Gdzie ta korupcja?
Obiektywnie rzecz biorąc w przypadku Polski nie chodzi o jednoznaczne kryteria prawne, w przeciwieństwie do Węgier, gdzie brakuje regulacji krajowych nastawionych na niekorupcyjne wykorzystanie funduszy unijnych. Polscy negocjatorzy słyszą w Brukseli, że prawo antykorupcyjne może i macie, nie dogadujemy się jednak w sprawie niezawisłości i bezstronności sądów stosujących to prawo. Jednocześnie administracja unijna nie potrafi w żaden sposób wykazać, że sądy polskie w praktyce nie są w stanie skutecznie stosować regulacji antykorupcyjnych, czyli tak, aby fundusze te były wykorzystane zgodnie z ich przeznaczeniem.
Czytaj więcej:
Skuteczne stosowanie prawa antykorupcyjnego jest istotą litery i ducha prawa Unii. Z unijnych aktów prawnych wynika, że na tym powinny koncertować się instytucje unijne przy akceptowaniu krajowych planów odbudowy poszczególnych państw członkowskich. Kwestie prawidłowego korzystania z pieniędzy mogą być szerzej ujmowane, ale nie mogą być zastępowane czymś innym.
Jeśli w Polsce sądy nie gwarantowałyby skuteczności prawa antykorupcyjnego, korupcja szalałby, a tak przecież nie jest, co potwierdzają badania Eurostatu i nie tylko. Jest to bezsporne. Dlatego Unia nie domaga się od nas pakietu krajowych regulacji antykorupcyjnych, czego żąda od Węgier.

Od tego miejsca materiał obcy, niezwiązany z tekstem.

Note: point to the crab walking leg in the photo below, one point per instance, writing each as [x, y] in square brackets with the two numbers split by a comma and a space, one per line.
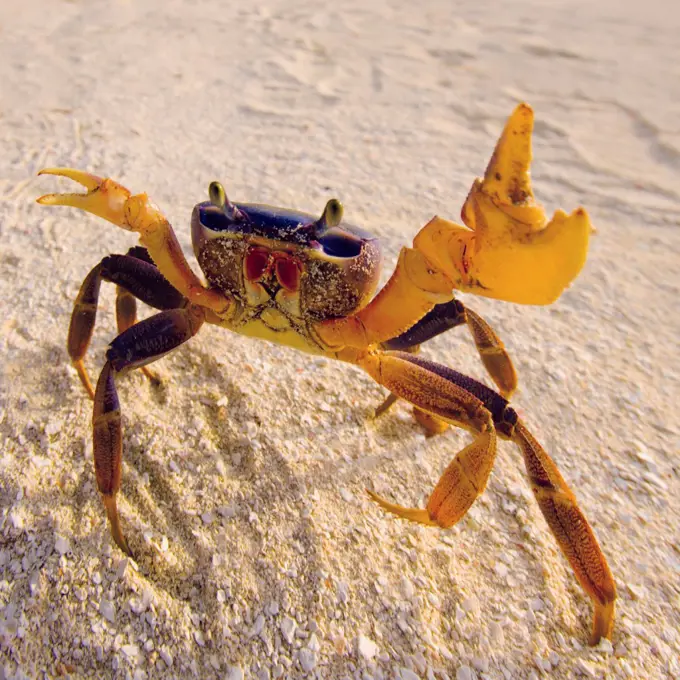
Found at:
[147, 284]
[442, 318]
[134, 275]
[556, 500]
[571, 530]
[494, 356]
[113, 202]
[466, 477]
[139, 345]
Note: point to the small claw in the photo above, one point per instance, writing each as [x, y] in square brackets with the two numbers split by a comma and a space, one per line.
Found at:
[89, 181]
[104, 198]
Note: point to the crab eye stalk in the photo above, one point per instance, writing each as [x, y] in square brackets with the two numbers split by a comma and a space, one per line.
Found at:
[332, 214]
[218, 197]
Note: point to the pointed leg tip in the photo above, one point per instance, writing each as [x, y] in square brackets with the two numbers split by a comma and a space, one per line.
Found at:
[417, 515]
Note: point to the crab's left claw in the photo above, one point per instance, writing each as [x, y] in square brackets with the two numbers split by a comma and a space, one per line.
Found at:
[509, 250]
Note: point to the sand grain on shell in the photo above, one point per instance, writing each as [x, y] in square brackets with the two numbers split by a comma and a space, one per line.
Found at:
[259, 555]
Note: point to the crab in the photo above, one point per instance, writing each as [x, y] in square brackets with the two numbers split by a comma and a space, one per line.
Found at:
[308, 282]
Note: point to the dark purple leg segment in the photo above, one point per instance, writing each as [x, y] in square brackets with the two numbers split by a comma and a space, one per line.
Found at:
[135, 277]
[145, 342]
[442, 318]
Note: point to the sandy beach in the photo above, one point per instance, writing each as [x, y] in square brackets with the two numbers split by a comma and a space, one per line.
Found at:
[259, 554]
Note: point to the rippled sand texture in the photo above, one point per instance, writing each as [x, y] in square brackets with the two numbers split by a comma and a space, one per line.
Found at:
[259, 553]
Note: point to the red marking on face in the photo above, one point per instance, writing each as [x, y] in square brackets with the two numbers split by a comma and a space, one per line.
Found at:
[256, 263]
[288, 272]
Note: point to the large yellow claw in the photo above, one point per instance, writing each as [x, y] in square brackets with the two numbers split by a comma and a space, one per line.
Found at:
[509, 251]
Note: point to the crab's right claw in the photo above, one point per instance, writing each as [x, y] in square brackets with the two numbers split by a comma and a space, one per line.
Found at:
[104, 198]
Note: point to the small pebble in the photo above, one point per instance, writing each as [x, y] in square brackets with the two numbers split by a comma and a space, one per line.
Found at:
[366, 648]
[234, 673]
[464, 673]
[61, 545]
[106, 609]
[288, 627]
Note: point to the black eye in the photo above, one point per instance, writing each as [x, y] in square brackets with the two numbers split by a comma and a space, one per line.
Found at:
[217, 220]
[339, 243]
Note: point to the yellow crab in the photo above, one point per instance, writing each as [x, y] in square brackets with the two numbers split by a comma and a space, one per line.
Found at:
[288, 277]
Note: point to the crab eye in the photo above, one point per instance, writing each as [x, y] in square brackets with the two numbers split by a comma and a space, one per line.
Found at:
[340, 243]
[214, 219]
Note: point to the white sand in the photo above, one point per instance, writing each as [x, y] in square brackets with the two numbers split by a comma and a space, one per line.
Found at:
[259, 554]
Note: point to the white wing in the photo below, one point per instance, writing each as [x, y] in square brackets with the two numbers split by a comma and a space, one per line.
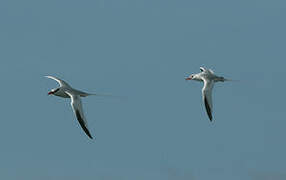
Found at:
[207, 96]
[61, 82]
[77, 108]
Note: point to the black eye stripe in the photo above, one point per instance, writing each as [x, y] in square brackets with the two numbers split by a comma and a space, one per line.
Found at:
[56, 90]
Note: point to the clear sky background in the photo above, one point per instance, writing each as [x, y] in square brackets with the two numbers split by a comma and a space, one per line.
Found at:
[142, 50]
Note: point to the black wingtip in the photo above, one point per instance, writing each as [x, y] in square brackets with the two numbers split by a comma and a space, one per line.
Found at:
[81, 122]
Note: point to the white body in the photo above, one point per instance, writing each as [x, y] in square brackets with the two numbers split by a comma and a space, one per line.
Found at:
[66, 91]
[209, 79]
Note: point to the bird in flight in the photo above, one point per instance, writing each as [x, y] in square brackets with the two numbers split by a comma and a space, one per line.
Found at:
[66, 91]
[209, 78]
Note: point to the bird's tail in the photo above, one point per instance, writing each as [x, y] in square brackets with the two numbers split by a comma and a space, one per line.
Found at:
[102, 95]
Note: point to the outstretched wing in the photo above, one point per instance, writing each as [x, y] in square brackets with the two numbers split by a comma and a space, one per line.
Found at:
[207, 96]
[77, 108]
[61, 82]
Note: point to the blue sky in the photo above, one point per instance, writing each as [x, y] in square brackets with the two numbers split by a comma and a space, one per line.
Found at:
[142, 50]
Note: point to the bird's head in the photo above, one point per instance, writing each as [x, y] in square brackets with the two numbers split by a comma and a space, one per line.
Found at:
[53, 91]
[191, 77]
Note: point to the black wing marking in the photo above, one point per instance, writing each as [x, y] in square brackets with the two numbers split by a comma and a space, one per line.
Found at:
[81, 122]
[209, 112]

Uciekła zaliczka, czyli łatwy pieniądz
Komisji Europejskiej pozytywnie oceniła polski KPO, co spotkało się z aprobatą Rady (ministrów państw członkowskich). Miało to miejsce w czerwcu br. Węgry tego etapu ciągle nie przeszły. Jeśli do końca br. Rada, na uprzedni wniosek KE, nie wyda decyzji w sprawie zatwierdzenia węgierskiego KPO, państwo to na odbudowę gospodarki po pandemii nie otrzyma większości pieniędzy zapisanych w unijnych aktach prawnych.